After the Jeff Carter exhibition I popped into the actual library in the State Library -


walked to The Rocks, under the Harbour Bridge



and finally after a wander (in serious heat), a spot of Sushi I headed back to the Botanic Gardens for the ultimate in holiday luxury: 1 hour's reading about Ava Gardner in the park! 

Amazing!

the view from my shady bench of choice


"After all, the best part of a holiday is perhaps not so much to be resting yourself, as to see all the other fellows busy working."
-Kenneth Grahame

Culture Day Part 2

I left the Art Gallery and headed to the State Library to see the Jeff Carter Photography exhibition: Beach, Bush & Battlers.

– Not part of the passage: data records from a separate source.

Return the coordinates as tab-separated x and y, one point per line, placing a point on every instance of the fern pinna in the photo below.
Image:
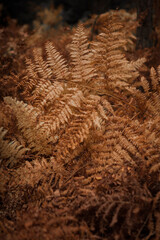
89	124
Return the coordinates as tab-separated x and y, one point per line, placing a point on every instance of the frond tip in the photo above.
10	150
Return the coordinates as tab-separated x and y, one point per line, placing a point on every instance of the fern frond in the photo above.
56	62
27	117
11	151
82	68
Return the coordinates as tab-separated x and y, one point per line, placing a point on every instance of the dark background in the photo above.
73	10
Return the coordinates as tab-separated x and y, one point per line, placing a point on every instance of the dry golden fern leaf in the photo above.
82	67
62	112
27	116
147	94
10	151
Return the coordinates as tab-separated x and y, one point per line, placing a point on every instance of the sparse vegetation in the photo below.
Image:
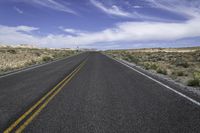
181	64
161	71
15	58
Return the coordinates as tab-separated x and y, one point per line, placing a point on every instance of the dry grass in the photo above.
182	66
16	58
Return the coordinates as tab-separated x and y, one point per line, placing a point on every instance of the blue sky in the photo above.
101	24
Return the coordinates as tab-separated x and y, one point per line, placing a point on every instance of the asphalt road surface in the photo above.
91	93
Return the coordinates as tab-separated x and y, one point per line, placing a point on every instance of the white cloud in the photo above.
114	10
52	4
184	7
72	31
137	6
18	10
25	28
122	32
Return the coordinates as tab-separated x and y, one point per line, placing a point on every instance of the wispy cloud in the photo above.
72	31
52	4
114	10
184	7
122	32
18	10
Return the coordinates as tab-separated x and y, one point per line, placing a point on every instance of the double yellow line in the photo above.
20	124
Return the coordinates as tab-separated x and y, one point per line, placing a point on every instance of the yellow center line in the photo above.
52	93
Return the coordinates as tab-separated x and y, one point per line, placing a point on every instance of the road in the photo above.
99	95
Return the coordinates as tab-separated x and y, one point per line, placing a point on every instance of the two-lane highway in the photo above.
102	96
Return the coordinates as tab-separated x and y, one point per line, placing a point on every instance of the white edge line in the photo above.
166	86
35	66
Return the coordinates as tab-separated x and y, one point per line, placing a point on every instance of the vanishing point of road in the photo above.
92	93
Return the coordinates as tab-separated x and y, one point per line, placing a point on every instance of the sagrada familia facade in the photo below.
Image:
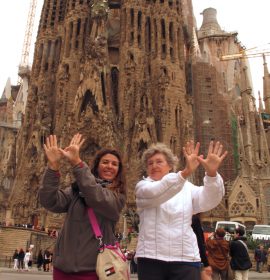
126	74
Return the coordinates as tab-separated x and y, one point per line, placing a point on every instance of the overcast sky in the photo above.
250	18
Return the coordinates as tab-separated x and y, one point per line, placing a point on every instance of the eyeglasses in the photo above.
108	162
158	162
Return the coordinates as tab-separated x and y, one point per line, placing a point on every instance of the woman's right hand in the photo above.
72	152
52	152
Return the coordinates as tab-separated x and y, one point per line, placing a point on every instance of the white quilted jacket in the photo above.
165	208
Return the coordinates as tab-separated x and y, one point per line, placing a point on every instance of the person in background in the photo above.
240	261
268	260
21	258
218	254
260	258
40	260
167	246
206	270
26	259
16	260
102	189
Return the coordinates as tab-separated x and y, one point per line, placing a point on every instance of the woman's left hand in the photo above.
72	152
214	158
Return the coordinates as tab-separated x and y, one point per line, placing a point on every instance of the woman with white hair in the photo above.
167	246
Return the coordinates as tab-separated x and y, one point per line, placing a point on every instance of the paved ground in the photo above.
9	274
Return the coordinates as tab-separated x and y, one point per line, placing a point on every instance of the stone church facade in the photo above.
129	73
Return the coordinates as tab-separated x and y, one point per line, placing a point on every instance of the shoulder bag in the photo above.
111	262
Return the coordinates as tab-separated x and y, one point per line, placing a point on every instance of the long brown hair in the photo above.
120	182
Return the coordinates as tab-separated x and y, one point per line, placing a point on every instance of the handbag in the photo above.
111	262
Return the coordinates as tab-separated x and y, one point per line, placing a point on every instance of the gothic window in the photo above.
163	48
39	57
267	201
115	78
142	146
179	45
58	45
47	55
139	20
171	32
103	87
156	36
144	103
178	6
235	209
249	209
241	198
132	18
69	39
148	34
163	29
124	23
177	115
61	10
78	27
78	33
73	4
89	150
89	100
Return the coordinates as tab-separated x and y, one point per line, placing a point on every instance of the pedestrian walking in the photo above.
16	260
21	259
206	269
218	254
40	260
240	261
26	259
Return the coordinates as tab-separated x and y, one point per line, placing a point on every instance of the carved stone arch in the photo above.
235	210
249	209
144	103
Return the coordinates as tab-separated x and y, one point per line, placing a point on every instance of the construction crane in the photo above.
24	67
249	53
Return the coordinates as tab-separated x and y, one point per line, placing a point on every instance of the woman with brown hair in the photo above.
218	255
102	189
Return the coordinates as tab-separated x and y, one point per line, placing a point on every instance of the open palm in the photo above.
52	152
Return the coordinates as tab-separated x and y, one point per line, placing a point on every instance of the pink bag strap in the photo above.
94	223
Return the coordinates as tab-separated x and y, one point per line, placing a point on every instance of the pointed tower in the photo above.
117	72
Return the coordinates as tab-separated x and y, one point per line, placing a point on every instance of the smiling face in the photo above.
157	166
108	167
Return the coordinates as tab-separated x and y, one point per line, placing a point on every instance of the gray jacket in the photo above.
76	247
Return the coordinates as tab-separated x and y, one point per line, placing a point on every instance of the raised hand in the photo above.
72	152
214	158
191	155
52	152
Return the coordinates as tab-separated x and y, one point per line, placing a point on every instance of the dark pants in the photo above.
150	269
60	275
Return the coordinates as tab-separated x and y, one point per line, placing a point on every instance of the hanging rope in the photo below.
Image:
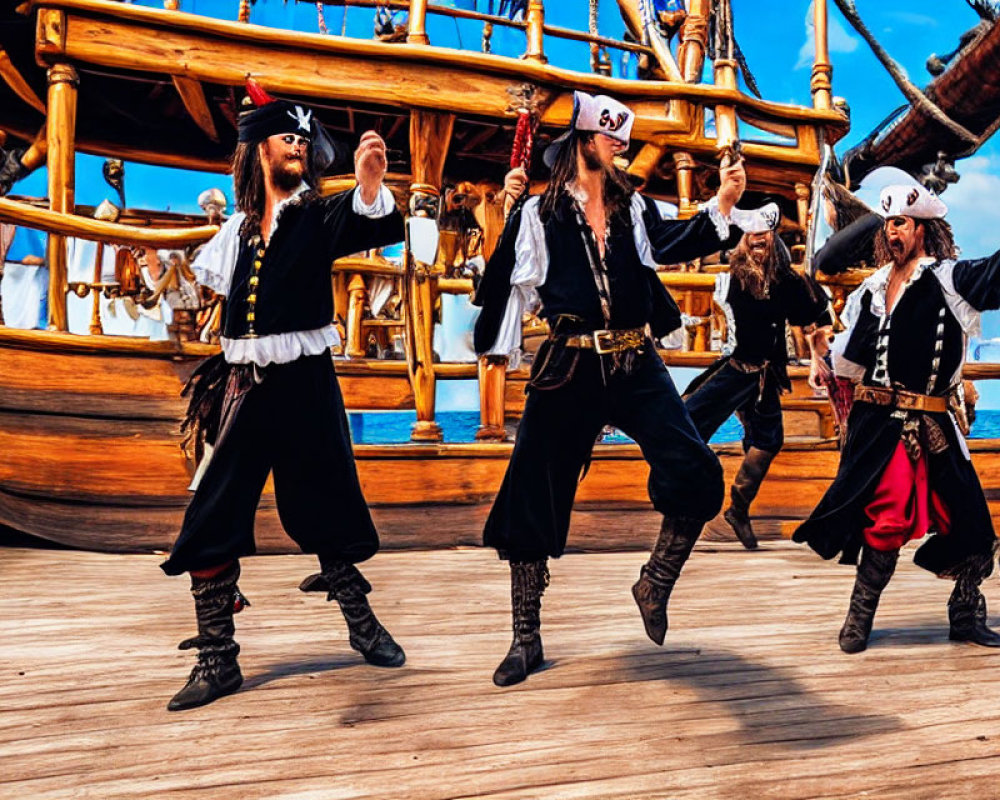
320	20
909	90
600	61
524	140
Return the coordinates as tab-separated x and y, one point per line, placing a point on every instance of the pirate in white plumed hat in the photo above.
270	401
759	296
587	249
905	470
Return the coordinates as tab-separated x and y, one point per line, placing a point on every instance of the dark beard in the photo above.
751	273
900	255
283	178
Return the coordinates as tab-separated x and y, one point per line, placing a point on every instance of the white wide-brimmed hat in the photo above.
594	114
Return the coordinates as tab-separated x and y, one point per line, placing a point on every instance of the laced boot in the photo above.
344	583
745	486
967	606
658	575
216	673
528	580
874	571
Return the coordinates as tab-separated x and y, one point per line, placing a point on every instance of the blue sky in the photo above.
775	36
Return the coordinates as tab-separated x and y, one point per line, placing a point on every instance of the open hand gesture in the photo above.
370	165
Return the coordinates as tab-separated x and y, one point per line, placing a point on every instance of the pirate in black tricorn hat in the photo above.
270	401
588	248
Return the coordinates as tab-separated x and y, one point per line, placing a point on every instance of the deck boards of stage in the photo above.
749	698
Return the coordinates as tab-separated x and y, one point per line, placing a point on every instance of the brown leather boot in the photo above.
967	606
344	583
217	672
528	580
745	486
658	575
874	572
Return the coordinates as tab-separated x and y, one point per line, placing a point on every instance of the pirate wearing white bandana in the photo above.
760	295
270	402
905	469
587	249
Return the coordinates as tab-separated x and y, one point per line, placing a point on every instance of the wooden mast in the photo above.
820	83
694	41
417	23
430	136
61	131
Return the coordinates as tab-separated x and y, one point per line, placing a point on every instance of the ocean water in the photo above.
393	427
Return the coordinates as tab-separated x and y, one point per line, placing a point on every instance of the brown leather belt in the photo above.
900	398
609	341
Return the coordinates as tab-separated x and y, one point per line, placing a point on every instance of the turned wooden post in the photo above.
684	164
694	41
536	31
802	193
417	24
61	135
492	387
355	347
820	82
430	136
96	329
341	305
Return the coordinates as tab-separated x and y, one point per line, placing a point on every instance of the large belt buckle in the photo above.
604	342
908	402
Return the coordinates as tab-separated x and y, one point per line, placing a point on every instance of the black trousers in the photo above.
293	423
726	390
530	516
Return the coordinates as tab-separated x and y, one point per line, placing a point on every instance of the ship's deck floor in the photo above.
750	697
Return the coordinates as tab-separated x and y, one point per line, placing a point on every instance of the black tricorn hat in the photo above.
273	117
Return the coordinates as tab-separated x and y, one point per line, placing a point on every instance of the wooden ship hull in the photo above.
89	424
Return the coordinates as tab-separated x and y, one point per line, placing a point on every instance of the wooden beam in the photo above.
18	84
67	224
311	65
193	96
430	138
61	132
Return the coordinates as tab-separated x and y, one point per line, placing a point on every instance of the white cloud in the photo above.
837	38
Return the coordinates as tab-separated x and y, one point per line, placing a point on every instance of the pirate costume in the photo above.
270	402
752	374
599	366
905	469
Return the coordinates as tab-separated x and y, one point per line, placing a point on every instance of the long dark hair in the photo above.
248	182
757	278
939	242
618	189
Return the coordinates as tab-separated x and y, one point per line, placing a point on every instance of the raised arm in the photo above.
365	217
672	241
849	246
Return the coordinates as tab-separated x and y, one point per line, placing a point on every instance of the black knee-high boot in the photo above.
658	575
967	606
745	486
217	672
344	583
528	580
874	572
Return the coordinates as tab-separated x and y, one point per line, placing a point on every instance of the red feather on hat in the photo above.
257	93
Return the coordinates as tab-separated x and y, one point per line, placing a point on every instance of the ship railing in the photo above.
532	23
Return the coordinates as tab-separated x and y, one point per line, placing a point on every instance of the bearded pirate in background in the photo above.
270	400
905	468
588	248
759	295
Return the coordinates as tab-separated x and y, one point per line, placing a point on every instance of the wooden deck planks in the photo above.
749	698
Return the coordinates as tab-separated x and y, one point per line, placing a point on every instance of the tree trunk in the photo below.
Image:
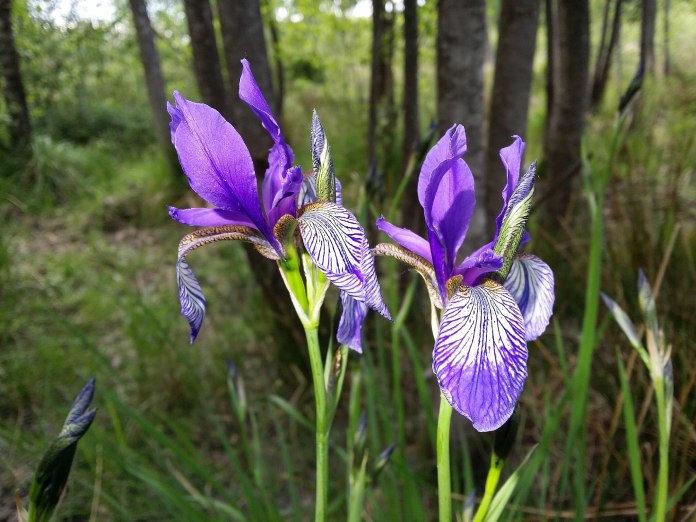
206	60
15	98
603	63
665	27
242	37
381	111
412	215
411	123
153	78
571	49
647	35
517	28
461	47
550	19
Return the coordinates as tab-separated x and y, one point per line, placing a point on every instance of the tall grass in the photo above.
87	287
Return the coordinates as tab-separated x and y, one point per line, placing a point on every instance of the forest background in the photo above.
87	249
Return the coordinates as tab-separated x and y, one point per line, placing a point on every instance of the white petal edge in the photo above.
338	246
480	355
191	297
530	282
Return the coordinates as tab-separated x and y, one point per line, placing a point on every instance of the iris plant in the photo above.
293	210
493	301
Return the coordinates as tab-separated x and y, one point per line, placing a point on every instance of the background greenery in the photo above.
87	287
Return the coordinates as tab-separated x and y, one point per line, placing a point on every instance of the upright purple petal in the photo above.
209	217
285	198
451	145
407	239
480	354
250	93
350	326
338	246
448	198
216	160
281	155
530	282
511	156
481	262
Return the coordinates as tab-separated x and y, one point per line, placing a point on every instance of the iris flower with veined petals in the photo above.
493	303
219	168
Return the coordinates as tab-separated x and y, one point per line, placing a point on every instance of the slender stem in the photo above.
444	489
322	423
491	484
663	470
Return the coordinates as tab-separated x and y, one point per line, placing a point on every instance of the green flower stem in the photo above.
444	488
491	484
663	421
322	423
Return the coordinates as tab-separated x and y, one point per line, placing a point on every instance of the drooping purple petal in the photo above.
209	217
480	354
350	326
216	160
191	297
481	262
285	198
407	239
446	191
190	294
308	192
530	282
338	246
511	156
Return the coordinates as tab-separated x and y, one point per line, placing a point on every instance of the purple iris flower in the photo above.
493	301
219	169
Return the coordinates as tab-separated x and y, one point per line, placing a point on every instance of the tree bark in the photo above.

The Jeff Carter photographs in Beach, Bush + Battlers have been selected from his remarkable, historically significant archive of over 50,000 works celebrating the lives of everyday Australians in rural, outback, urban and coastal communities dating from the late 1940s through to today.
- from the SL website 

It was brilliant, there were so many beautiful and iconic images to devour.


From what I could learn Jeff and his wife Mare (Mary) spent their lives in a somewhat nomadic way travelling the country documenting the various lifestyles they came across, from beachniks to sheep farmers to tinkers, as they wrote articles and books.

You can see more here


“Photography takes an instant out of time, altering life by holding it still.”